# Taking breaks



## texasred (Jan 29, 2012)

Most of you know I hunt my dogs 6-7 months out of the year. Then there is always something I want to improve on before the next hunting season, and they need to be in condition when the season starts. Ive always just given them a break during part of the summer. 
Just wondering who gives their dogs a break. Do you think 2 shorter breaks are better than one that's a little longer.


----------



## datacan (May 15, 2011)

Just like with competitive sports, too long a beak has no benefit, unless there was an injury. 
The body adapts and it will have to start over again, a certain degree. 

I use human logic on this one, personal experience. With the exception of the mind, the body adapts to the new life style and within a relatively short period it will start to atrophy.... "If you don't use it, you loose it" 
Of course, age plays a role as well.

Nature is very efficient.


----------



## redbirddog (Apr 23, 2010)

I am a believer in continual conditioning now that I am hooked on going out hiking or walking every day. Someone this weekend, on a VizWhiz, called me a walkaholic. :

http://redbirddog.blogspot.com/2013/02/viz-whizz-in-briones.html

Interesting seeing three of the pups from Bailey's first litter that are now a little over 2 years old.

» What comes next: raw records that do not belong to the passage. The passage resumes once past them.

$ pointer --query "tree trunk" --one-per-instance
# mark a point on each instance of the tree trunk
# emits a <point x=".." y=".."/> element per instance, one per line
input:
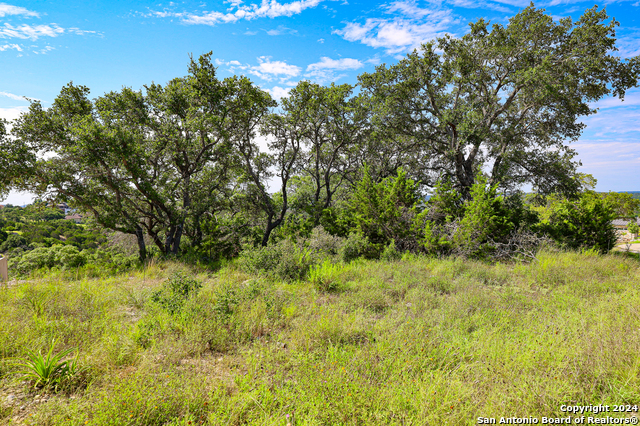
<point x="142" y="248"/>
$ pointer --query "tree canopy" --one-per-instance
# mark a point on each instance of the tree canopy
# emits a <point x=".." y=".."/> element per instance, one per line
<point x="201" y="159"/>
<point x="506" y="99"/>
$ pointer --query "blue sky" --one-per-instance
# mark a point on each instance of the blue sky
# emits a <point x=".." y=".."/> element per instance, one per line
<point x="110" y="44"/>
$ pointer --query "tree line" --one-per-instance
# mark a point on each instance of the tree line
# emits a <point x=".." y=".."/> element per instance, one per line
<point x="206" y="165"/>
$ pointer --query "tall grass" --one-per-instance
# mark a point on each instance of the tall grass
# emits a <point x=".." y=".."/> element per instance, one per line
<point x="414" y="341"/>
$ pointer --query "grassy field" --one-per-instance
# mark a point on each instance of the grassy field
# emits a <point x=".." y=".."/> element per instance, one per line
<point x="414" y="342"/>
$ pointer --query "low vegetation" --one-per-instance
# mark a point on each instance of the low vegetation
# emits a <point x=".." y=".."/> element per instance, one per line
<point x="416" y="340"/>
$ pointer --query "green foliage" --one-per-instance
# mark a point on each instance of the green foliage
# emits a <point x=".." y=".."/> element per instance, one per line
<point x="485" y="221"/>
<point x="58" y="255"/>
<point x="50" y="370"/>
<point x="582" y="223"/>
<point x="383" y="212"/>
<point x="391" y="253"/>
<point x="327" y="276"/>
<point x="355" y="245"/>
<point x="477" y="226"/>
<point x="624" y="205"/>
<point x="175" y="292"/>
<point x="13" y="241"/>
<point x="286" y="260"/>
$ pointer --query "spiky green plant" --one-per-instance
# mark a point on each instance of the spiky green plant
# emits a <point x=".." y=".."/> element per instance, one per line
<point x="51" y="369"/>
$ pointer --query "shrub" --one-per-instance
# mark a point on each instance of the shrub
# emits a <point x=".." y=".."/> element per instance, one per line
<point x="50" y="370"/>
<point x="176" y="291"/>
<point x="13" y="241"/>
<point x="326" y="277"/>
<point x="582" y="223"/>
<point x="285" y="259"/>
<point x="322" y="243"/>
<point x="390" y="253"/>
<point x="355" y="246"/>
<point x="384" y="211"/>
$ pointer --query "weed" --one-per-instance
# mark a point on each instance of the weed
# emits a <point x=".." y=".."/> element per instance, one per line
<point x="50" y="370"/>
<point x="176" y="291"/>
<point x="326" y="277"/>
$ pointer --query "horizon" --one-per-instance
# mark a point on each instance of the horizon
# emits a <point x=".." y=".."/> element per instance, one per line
<point x="277" y="44"/>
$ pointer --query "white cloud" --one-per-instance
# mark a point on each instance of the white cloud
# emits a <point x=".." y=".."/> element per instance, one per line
<point x="278" y="92"/>
<point x="266" y="9"/>
<point x="32" y="32"/>
<point x="324" y="71"/>
<point x="7" y="9"/>
<point x="10" y="46"/>
<point x="12" y="113"/>
<point x="474" y="4"/>
<point x="632" y="98"/>
<point x="267" y="69"/>
<point x="336" y="64"/>
<point x="414" y="27"/>
<point x="44" y="50"/>
<point x="12" y="96"/>
<point x="281" y="30"/>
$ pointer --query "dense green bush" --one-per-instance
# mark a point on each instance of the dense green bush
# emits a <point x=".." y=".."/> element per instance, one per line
<point x="384" y="212"/>
<point x="585" y="222"/>
<point x="13" y="241"/>
<point x="286" y="260"/>
<point x="176" y="291"/>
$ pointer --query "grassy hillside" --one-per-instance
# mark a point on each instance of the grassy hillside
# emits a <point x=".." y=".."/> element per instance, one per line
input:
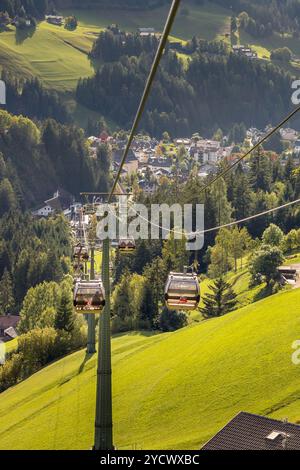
<point x="208" y="21"/>
<point x="55" y="55"/>
<point x="170" y="391"/>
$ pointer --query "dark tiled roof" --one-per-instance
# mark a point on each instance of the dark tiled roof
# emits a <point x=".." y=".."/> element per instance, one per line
<point x="7" y="321"/>
<point x="250" y="432"/>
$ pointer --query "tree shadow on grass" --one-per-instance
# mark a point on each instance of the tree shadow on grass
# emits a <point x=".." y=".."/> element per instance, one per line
<point x="263" y="293"/>
<point x="24" y="33"/>
<point x="87" y="357"/>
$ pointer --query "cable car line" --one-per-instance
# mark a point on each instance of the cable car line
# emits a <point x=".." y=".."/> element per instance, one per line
<point x="256" y="146"/>
<point x="154" y="68"/>
<point x="219" y="227"/>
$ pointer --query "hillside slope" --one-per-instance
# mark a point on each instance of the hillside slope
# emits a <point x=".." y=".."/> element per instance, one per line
<point x="170" y="391"/>
<point x="59" y="57"/>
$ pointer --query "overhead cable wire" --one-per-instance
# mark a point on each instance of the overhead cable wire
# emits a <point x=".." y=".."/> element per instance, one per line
<point x="219" y="227"/>
<point x="256" y="146"/>
<point x="152" y="75"/>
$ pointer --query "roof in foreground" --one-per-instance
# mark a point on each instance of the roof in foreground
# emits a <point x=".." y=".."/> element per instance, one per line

The ones that have hiked often and regularly, with their humans, have much better muscular structure than those that don't. Completely makes sense, but this last weekend I got to see the two ends of the spectrum in liter mates. One buff like his dad ;D, one with good average structure  and the other more of a cream puff. :-\ 

TexasRed your dogs WORK when they hunt and give them a break. They earned it. Some R&R is always a good thing.

RBD


----------



## R E McCraith (Nov 24, 2011)

Tex - PIKE gets a break at the end of the day on the couch ! if you really hunt your V - it is a year round training - YOU know when the pup needs to take a time out - in the field that comes from blocking instead of hunting - lunch breaks - moving to a new field - some things are Very simple for me - I know the PUP and I set the limitations - if you do not - THEY WILL RUN TILL THEY DROP !!! - Vizslas have no limits - you have to set them !


----------



## texasred (Jan 29, 2012)

I'm not talking about letting them get fat and out of shape. Just a break from the riggers of hunting and training. Letting the dog be a dog. Taking walks with them were their time is their own, spent however they please. They run, dig, splash in the water, play chase and mark everything under the sun.
No rules, other than come to the whistle when its time to load up for the trip home.


----------



## R E McCraith (Nov 24, 2011)

Tex - PIKE is a lap mutt first that loves to hunt - sorry my post may have been taken in the wrong way - you said it ALL - a recall out on a walk or in the field - better be at my side ASAP - that is training - purpose of the post was you have to read the pup - 24/7 ? - if it is not FUN why do it ! that is PIKE's and my OPINION !


----------



## dmak (Jul 25, 2012)

I usually give him 1-2 weeks off every 6-8 weekes of hard work and training. He seems to be more receptive and eager to work after his little breaks. That's when I introduce the next phase or training emphasis. Works well for my pup.


----------



## texasred (Jan 29, 2012)

REM
No worries. 
I was just wondering if anyone else does this?
I think this summer me and the dogs are going to do 2 breaks, each being at least two weeks.


----------



## v-john (Jan 27, 2013)

I let them free run, and play and excerise and do whatever, every day. 
But when it's time to train, trial, or hunt, then I do my best to maintain their good manners. 
They soon figure out the difference. 
But if we aren't preparing for something, they still get play time, and run around and stay in shape. 
If we are preparing for something, they still get play time.


----------